Не только в Москве, но во всей России при вступлении неприятеля не произошло ничего похожего на возмущение. 1 го, 2 го сентября более десяти тысяч людей оставалось в Москве, и, кроме толпы, собравшейся на дворе главнокомандующего и привлеченной им самим, – ничего не было. Очевидно, что еще менее надо было ожидать волнения в народе, ежели бы после Бородинского сражения, когда оставление Москвы стало очевидно, или, по крайней мере, вероятно, – ежели бы тогда вместо того, чтобы волновать народ раздачей оружия и афишами, Растопчин принял меры к вывозу всей святыни, пороху, зарядов и денег и прямо объявил бы народу, что город оставляется.

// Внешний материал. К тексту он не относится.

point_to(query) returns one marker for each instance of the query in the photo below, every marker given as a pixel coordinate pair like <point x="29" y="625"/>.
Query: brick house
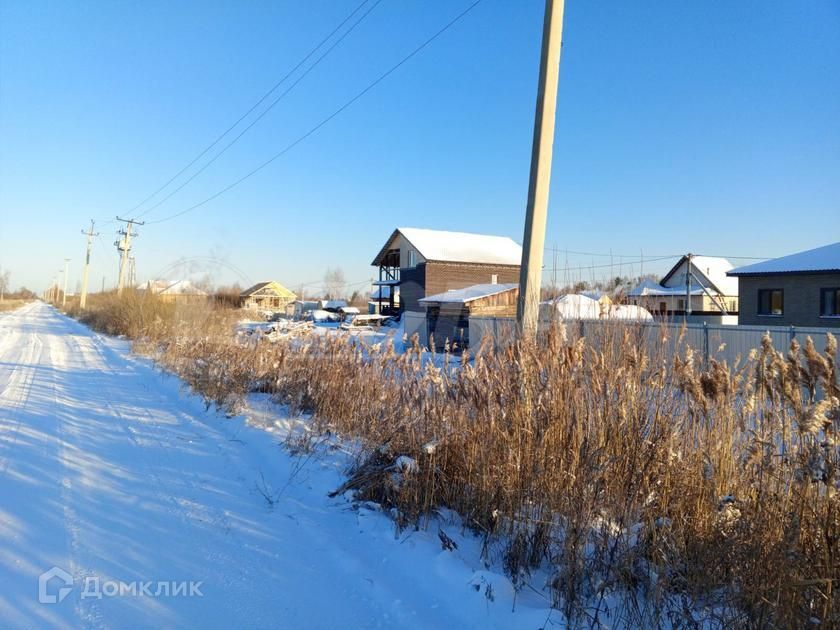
<point x="801" y="289"/>
<point x="420" y="262"/>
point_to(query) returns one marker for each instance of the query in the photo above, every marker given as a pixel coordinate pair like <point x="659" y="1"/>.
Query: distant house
<point x="380" y="298"/>
<point x="801" y="289"/>
<point x="266" y="296"/>
<point x="178" y="291"/>
<point x="418" y="262"/>
<point x="300" y="309"/>
<point x="448" y="314"/>
<point x="698" y="284"/>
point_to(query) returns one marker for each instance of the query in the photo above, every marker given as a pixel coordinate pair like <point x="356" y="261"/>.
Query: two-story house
<point x="420" y="262"/>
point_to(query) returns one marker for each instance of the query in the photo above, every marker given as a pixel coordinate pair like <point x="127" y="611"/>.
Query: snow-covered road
<point x="111" y="473"/>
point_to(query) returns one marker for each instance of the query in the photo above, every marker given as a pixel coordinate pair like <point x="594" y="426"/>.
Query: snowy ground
<point x="111" y="472"/>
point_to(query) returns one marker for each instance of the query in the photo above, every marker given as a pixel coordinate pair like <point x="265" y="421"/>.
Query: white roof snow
<point x="712" y="268"/>
<point x="475" y="292"/>
<point x="463" y="247"/>
<point x="825" y="258"/>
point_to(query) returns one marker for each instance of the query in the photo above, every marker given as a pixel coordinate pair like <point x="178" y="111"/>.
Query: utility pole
<point x="124" y="246"/>
<point x="64" y="295"/>
<point x="90" y="234"/>
<point x="533" y="242"/>
<point x="688" y="285"/>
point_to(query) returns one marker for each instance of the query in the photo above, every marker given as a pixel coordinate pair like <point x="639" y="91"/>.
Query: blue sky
<point x="711" y="127"/>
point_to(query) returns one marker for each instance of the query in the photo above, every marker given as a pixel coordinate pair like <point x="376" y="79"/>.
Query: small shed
<point x="448" y="314"/>
<point x="266" y="296"/>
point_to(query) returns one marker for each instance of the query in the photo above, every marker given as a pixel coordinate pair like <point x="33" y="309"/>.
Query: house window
<point x="830" y="302"/>
<point x="770" y="302"/>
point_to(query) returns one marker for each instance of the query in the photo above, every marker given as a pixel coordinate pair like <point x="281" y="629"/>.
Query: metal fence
<point x="708" y="340"/>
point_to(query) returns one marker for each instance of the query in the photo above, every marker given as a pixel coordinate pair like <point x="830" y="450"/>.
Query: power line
<point x="323" y="122"/>
<point x="260" y="116"/>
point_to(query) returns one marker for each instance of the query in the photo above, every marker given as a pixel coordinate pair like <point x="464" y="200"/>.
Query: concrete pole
<point x="90" y="234"/>
<point x="64" y="295"/>
<point x="533" y="242"/>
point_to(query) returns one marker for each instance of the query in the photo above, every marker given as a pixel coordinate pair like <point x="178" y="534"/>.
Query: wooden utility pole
<point x="90" y="234"/>
<point x="124" y="246"/>
<point x="64" y="295"/>
<point x="533" y="242"/>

Растопчин, пылкий, сангвинический человек, всегда вращавшийся в высших кругах администрации, хотя в с патриотическим чувством, не имел ни малейшего понятия о том народе, которым он думал управлять. С самого начала вступления неприятеля в Смоленск Растопчин в воображении своем составил для себя роль руководителя народного чувства – сердца России. Ему не только казалось (как это кажется каждому администратору), что он управлял внешними действиями жителей Москвы, но ему казалось, что он руководил их настроением посредством своих воззваний и афиш, писанных тем ёрническим языком, который в своей среде презирает народ и которого он не понимает, когда слышит его сверху. Красивая роль руководителя народного чувства так понравилась Растопчину, он так сжился с нею, что необходимость выйти из этой роли, необходимость оставления Москвы без всякого героического эффекта застала его врасплох, и он вдруг потерял из под ног почву, на которой стоял, в решительно не знал, что ему делать. Он хотя и знал, но не верил всею душою до последней минуты в оставление Москвы и ничего не делал с этой целью. Жители выезжали против его желания. Ежели вывозили присутственные места, то только по требованию чиновников, с которыми неохотно соглашался граф. Сам же он был занят только тою ролью, которую он для себя сделал. Как это часто бывает с людьми, одаренными пылким воображением, он знал уже давно, что Москву оставят, но знал только по рассуждению, но всей душой не верил в это, не перенесся воображением в это новое положение.